Sample Size: How Many People Do You Need?
The math of sampling is counterintuitive. A well-constructed random sample of 1,000 people can accurately represent 330 million Americans — if and only if the selection process is truly random. The margin of error formula is 1/√n multiplied by a confidence-level constant (1.96 for 95%). At n=1,000, that yields ±3.1 percentage points. Crucially, doubling to n=2,000 only reduces the margin to ±2.2 points — a diminishing return that makes large samples expensive relative to the precision gained.
State-level polls face a harder challenge. A state with 5 million registered voters still requires 500-700 respondents for a usable poll — a minimum that becomes expensive when pollsters are covering dozens of competitive races simultaneously. The result is that top Senate and governor races get polled frequently while marginal congressional districts may receive only two or three polls per cycle, leaving forecasters heavily reliant on partisan lean calculations rather than fresh data.
Response rates are the hidden crisis of modern polling. In 1990, telephone pollsters could expect a 35% response rate. By 2023, that figure had collapsed to 2-6% for live-call phone surveys. This means pollsters contact 20-50 people for every one who responds — and the people who respond are systematically different from those who don't. Heavy weighting is required to correct for this self-selection bias, which introduces its own error.
Likely Voter Screens: Who Actually Votes
The single biggest methodological choice a pollster makes is whether to measure all adults, registered voters, or likely voters. Each universe produces systematically different results. All-adult polls typically show the most Democratic-leaning results because the non-voting public skews younger and more diverse. Registered voter polls move closer to the actual electorate. Likely voter polls — restricted to people with a high probability of actually casting ballots — tend to show the most Republican-leaning results, reflecting the older, more educated, higher-income profile of consistent voters.
The Gallup likely voter screen, developed in the 1950s and still used widely, asks seven questions: Did you vote in the last election? Do you know where your polling place is? Have you voted in the precinct before? How much have you thought about the election? How closely are you following political news? Do you plan to vote? How certain are you that you will vote? Respondents who answer yes to five or more are classified as likely voters. Other models use a single screen (self-reported intent to vote) or a weighted probability score. The choice of screen can shift final results by 2-4 points.

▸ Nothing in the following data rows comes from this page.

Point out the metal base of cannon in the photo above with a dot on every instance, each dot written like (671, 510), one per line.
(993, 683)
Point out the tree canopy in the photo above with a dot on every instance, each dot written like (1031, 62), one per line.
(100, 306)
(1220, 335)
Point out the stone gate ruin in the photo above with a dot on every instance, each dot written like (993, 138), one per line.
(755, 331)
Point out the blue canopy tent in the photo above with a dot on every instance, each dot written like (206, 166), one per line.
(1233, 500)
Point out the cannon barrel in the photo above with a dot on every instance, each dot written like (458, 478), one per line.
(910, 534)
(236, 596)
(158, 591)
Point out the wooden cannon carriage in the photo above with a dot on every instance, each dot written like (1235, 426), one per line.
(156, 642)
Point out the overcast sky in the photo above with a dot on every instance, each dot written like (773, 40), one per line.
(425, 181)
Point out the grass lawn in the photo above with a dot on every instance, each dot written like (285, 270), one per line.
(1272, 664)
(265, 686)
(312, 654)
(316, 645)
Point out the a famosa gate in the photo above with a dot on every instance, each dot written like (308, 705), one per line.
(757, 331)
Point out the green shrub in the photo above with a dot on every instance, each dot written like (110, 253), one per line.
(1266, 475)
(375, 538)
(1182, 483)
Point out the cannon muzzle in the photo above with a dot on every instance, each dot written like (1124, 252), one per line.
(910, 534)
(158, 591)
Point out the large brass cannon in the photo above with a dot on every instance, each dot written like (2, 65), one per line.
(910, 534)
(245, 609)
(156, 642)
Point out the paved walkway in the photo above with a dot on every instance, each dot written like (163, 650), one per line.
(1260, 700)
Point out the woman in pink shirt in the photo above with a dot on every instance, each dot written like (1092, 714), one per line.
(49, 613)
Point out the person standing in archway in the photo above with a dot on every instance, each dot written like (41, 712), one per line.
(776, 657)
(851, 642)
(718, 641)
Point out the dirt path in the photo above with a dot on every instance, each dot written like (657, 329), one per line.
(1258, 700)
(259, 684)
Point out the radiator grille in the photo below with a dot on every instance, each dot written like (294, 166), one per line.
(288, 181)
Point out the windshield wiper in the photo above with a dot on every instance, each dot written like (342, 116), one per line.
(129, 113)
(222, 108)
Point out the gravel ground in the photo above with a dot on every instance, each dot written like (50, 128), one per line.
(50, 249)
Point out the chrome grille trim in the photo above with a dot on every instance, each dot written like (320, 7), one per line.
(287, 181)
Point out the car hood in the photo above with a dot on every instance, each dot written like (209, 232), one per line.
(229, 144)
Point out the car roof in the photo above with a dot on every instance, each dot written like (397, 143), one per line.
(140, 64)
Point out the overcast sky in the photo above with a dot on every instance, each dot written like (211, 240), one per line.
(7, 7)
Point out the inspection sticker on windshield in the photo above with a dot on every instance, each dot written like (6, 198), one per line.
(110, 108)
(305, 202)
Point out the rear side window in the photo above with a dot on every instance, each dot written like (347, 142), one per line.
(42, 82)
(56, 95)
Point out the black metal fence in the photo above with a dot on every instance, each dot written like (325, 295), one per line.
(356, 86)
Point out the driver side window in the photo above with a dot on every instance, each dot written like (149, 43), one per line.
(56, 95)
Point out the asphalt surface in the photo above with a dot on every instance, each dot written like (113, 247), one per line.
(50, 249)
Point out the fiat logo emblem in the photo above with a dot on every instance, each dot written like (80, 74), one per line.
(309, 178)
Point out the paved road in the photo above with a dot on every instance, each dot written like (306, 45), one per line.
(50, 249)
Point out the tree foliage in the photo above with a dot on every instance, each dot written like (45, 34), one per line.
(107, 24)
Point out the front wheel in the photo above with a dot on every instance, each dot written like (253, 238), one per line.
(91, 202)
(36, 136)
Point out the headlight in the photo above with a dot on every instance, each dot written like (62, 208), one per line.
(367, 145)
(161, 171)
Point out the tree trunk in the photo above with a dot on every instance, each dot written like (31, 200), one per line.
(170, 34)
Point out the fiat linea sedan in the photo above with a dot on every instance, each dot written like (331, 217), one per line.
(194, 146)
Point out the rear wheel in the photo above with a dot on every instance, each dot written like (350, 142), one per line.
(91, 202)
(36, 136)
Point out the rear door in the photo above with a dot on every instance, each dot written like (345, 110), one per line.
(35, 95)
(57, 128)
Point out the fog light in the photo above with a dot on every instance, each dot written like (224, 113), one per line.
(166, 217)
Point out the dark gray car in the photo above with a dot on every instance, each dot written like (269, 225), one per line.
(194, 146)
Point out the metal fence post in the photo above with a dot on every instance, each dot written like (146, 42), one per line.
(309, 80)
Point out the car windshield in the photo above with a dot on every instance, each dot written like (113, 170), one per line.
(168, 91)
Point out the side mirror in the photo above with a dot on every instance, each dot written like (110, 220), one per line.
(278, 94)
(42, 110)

Weighting: Correcting for Who Picks Up the Phone
| Demographic Variable | Typical Weight Target | Common Direction of Raw Skew | Method | Controversy Level |
|---|---|---|---|---|
| Age (18-34) | ~22% of LV electorate | Under-represented in raw sample | Census ACS data | Low |
| College education | ~38% of voters | Over-represented (college grads answer surveys more) | Census CPS Voting Supplement | Medium |
| Race/ethnicity | ~73% White non-Hispanic | Varies by mode | Census ACS data | Low |
| Party identification | ~33% D, 30% R, 37% I (varies) | Over-depends on pollster's prior | Prior election results or registration | High |
| Geography (region) | Census regional shares | Urban over-represented in online panels | Census data | Low |
| 2020 vote recall | ~51% Biden, ~47% Trump | Varies; some show too many Biden voters | Adjusted for known recall bias | High |
Margin of Error: What It Actually Means
The margin of error is the most misunderstood concept in polling. When a poll shows Candidate A at 48% and Candidate B at 46% with a ±3-point margin of error, it does not mean the race is "within the margin of error" in the sense that we cannot say who is ahead. The margin of error applies to each candidate's number independently. The combined uncertainty for the difference between the two candidates is approximately √2 times the individual margin — about ±4.4 points for a 3-point individual margin. The 2-point lead is real but narrow.

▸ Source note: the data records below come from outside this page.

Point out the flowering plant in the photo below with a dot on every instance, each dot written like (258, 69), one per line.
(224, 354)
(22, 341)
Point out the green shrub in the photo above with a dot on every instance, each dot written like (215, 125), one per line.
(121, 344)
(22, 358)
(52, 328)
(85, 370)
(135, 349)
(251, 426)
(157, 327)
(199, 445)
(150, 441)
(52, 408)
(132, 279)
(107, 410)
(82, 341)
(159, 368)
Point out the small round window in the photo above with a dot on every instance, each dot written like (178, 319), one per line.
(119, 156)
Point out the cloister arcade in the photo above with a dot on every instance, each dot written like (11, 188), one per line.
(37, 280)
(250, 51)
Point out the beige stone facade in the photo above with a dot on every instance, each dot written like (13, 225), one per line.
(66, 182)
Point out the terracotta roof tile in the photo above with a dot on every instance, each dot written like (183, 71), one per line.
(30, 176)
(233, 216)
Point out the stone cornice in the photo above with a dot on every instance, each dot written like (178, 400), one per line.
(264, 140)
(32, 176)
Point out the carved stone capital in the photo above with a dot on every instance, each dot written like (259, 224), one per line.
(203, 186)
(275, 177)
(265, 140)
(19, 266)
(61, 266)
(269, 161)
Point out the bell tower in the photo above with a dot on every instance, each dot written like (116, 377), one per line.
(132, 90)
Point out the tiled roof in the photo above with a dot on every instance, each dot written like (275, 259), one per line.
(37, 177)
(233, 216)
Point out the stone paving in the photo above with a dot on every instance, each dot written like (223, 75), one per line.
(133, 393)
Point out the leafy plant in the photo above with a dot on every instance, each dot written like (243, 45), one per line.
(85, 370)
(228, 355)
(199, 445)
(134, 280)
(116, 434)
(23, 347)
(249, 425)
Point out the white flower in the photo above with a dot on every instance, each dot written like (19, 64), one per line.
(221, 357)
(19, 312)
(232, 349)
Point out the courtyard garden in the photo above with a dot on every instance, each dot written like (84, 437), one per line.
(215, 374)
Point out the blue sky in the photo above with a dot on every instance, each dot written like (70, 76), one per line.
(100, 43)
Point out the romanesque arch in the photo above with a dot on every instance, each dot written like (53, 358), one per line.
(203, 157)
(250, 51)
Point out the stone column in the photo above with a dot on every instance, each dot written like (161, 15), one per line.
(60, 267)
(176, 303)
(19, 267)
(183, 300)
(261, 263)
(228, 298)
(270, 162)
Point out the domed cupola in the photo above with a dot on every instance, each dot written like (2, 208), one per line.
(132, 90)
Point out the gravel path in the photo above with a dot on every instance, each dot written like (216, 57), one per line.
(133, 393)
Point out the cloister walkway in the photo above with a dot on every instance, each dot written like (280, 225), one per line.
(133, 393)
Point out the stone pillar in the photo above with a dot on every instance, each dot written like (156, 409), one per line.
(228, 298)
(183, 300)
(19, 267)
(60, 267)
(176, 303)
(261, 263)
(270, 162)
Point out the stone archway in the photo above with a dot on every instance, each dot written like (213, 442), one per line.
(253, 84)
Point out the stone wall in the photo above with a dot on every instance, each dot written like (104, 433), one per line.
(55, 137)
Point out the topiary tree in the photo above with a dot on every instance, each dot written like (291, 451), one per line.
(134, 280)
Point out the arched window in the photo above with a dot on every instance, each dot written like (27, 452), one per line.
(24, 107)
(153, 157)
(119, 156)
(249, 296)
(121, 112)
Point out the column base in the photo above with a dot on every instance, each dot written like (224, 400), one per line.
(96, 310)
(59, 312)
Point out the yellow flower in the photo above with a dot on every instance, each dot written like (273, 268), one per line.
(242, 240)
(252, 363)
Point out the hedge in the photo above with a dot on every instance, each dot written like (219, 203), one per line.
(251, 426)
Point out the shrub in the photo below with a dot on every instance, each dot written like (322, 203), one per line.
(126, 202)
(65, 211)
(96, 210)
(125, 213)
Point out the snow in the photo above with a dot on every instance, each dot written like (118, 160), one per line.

Furthermore, the stated margin of error only captures sampling error. It does not account for systematic errors: bad weighting, non-response bias, poor question wording, or social desirability effects. The "herding" phenomenon — where pollsters subtly adjust their results to match the polling consensus — is a form of systematic error that can cause all polls to be wrong in the same direction simultaneously, as happened in 2016 in Wisconsin and Michigan. The true uncertainty in any individual poll is roughly twice its stated margin of error when systematic error is included.